Но что теперь говорить! Я думал, фирма наша так и будет существовать до скончания века, но через два года — хлоп! — все рухнуло, лавочка закрылась, все пошло с молотка. Матушка переселилась к Уотерсам, и — вы только подумайте! — эти неблагодарные твари не пускают меня к себе на порог. А все эта Мэри, — так я ее, видите ли, разобидел, когда не пожелал на ней жениться! Двадцать фунтов в год они мне дают, это правда, но что значат эти гроши для джентльмена? Двадцать лет я, как и подобает мужчине, честным путем добывал себе средства к существованию и за это время повидал немало. Я продавал на улице сигары и носовые платки; был бильярдным маркером: в год паники состоял в правлении фирмы 'Имперской британской компании' по сушке и катке белья, работал в театре — два года актером и около месяца, когда пришлось совсем туго, таскал декорации; поставлял королевской полиции чрезвычайно ценные сведения о трактирщиках, торгующих спиртными напитками, о ростовщиках и ссудных лавках. Я даже снова служил его величеству — в должности подручного у чиновника мидлсекского шерифа, только уж это было мое последнее место.

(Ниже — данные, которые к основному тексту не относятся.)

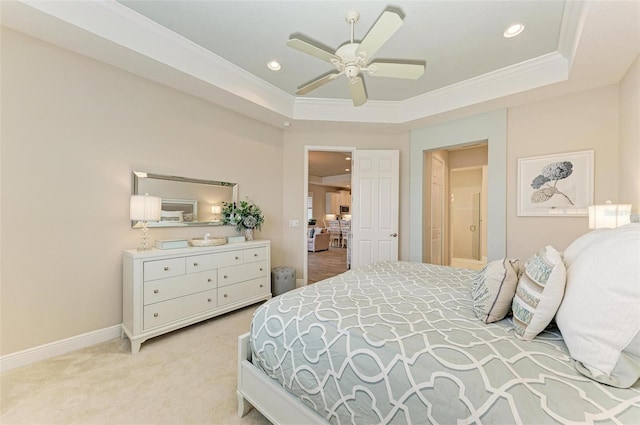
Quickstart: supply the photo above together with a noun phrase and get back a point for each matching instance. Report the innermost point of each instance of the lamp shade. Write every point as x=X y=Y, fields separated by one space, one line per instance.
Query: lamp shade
x=145 y=208
x=609 y=215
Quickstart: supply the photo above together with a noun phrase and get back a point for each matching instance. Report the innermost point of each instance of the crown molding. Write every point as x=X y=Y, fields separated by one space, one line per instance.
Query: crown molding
x=200 y=72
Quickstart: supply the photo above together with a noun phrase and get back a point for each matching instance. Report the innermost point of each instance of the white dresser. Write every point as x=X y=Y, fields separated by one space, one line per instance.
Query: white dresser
x=164 y=290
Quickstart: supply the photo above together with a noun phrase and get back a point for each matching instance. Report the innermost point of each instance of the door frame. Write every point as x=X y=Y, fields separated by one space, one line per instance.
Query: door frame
x=305 y=227
x=490 y=127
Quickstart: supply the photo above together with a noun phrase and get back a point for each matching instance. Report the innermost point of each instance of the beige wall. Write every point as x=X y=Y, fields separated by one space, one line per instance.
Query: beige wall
x=630 y=137
x=586 y=120
x=73 y=130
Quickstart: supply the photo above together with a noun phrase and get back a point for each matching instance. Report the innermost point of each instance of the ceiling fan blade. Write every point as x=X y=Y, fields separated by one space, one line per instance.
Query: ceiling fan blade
x=358 y=94
x=312 y=50
x=395 y=70
x=382 y=30
x=317 y=83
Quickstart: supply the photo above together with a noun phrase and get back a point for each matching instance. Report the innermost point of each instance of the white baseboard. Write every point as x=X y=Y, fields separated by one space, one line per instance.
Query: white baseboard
x=57 y=348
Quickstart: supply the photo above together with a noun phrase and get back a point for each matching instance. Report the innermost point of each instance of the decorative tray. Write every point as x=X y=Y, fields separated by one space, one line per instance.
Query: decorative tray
x=208 y=242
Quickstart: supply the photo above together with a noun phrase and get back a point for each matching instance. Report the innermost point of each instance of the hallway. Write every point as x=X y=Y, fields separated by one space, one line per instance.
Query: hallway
x=325 y=264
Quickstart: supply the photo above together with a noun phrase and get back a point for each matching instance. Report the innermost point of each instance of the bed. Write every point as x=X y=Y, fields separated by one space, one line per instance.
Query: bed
x=413 y=343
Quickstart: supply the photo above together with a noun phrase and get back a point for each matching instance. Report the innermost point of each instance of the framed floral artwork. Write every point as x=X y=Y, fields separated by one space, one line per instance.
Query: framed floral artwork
x=557 y=184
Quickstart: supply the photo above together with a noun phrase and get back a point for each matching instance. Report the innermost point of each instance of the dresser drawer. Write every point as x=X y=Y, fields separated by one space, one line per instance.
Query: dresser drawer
x=164 y=289
x=240 y=291
x=161 y=269
x=235 y=274
x=252 y=255
x=198 y=263
x=178 y=308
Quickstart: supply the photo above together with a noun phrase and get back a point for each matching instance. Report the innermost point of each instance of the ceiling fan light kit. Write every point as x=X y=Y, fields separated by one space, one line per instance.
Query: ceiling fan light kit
x=352 y=59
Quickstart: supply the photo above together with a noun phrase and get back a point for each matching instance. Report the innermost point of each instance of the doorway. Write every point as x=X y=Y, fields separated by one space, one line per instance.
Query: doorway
x=328 y=174
x=456 y=197
x=467 y=216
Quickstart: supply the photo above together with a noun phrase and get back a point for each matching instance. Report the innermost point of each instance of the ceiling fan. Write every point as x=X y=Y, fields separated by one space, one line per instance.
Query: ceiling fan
x=353 y=59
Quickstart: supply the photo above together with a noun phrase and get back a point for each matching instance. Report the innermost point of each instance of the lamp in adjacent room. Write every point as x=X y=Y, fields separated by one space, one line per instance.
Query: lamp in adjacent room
x=608 y=215
x=145 y=208
x=216 y=210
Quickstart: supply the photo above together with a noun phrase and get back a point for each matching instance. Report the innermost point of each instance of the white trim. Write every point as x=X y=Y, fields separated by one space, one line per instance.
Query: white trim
x=57 y=348
x=255 y=389
x=213 y=78
x=305 y=180
x=490 y=126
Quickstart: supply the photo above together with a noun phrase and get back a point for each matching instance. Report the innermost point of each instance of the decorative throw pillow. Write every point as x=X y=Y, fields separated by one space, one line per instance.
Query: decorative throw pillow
x=539 y=293
x=494 y=288
x=600 y=315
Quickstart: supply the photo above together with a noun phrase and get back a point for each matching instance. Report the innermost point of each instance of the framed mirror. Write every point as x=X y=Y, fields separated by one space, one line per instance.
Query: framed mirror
x=185 y=201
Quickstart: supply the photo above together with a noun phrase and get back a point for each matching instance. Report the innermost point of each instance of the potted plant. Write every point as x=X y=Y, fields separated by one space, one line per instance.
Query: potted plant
x=245 y=215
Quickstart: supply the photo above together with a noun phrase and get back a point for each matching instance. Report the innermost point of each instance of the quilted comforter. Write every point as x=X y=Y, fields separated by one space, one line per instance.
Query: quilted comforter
x=398 y=343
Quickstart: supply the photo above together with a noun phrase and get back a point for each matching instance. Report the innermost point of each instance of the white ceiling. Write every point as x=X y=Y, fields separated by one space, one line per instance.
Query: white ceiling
x=218 y=50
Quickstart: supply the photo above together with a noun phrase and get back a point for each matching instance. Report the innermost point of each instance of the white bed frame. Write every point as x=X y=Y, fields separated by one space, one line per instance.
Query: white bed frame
x=255 y=389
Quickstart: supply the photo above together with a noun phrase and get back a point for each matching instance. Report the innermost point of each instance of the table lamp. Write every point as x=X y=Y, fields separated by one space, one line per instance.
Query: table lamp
x=145 y=208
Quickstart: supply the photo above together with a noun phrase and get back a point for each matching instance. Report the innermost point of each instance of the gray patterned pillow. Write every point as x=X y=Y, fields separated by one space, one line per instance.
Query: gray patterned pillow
x=494 y=288
x=539 y=293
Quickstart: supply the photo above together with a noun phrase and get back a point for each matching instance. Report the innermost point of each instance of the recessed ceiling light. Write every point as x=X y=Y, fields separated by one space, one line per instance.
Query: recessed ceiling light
x=513 y=30
x=274 y=66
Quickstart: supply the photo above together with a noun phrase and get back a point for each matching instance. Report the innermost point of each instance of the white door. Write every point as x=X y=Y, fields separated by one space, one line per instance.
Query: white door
x=375 y=188
x=437 y=208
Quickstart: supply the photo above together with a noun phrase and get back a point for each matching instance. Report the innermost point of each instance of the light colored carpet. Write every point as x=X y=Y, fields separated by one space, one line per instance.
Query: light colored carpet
x=186 y=377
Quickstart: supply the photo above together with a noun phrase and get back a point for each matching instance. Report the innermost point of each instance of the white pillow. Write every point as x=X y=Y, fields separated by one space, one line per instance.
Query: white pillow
x=494 y=288
x=600 y=315
x=578 y=245
x=539 y=293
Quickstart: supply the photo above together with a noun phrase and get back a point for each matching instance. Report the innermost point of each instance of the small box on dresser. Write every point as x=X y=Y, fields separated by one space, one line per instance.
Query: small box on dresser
x=164 y=290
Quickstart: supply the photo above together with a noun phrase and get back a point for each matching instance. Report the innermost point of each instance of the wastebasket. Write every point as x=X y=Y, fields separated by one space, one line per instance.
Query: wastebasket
x=283 y=279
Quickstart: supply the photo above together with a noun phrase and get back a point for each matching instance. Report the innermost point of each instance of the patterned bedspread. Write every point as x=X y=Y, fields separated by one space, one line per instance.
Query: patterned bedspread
x=398 y=343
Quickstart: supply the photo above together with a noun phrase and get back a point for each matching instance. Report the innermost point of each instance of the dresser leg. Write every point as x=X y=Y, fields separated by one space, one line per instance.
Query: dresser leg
x=243 y=405
x=135 y=346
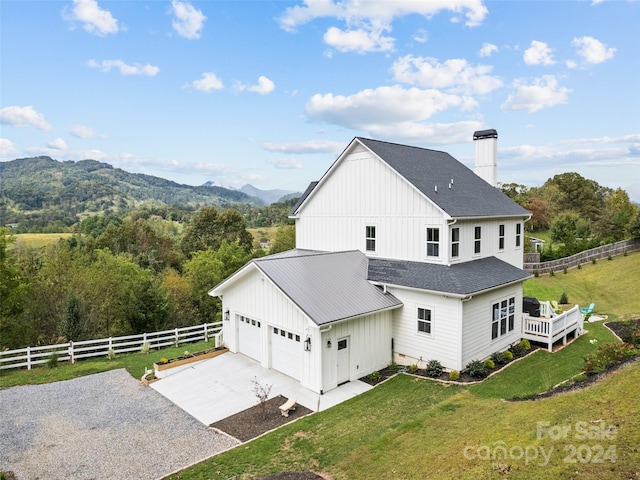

В последний день 1837 года и этой работе пришел конец. Редко случается, чтобы джентльмена выгнали из дома бейлифа, но мне пришлось пережить и это. унижение. Цппп-младший, продолжавший дело своего папаши, с позором выставил меня за дверь, потому что я взял с какого-то господина семь шиллингов и шесть пенсов за стакан эля и кусок хлеба с сыром, а полагалось за них шесть шиллингов. Этот подлый скряга вычел восемнадцать пенсов из моего жалованья и, когда я стал справедливо возмущаться, вытолкал меня в шею, — меня, дворянина, да еще несчастного сироту!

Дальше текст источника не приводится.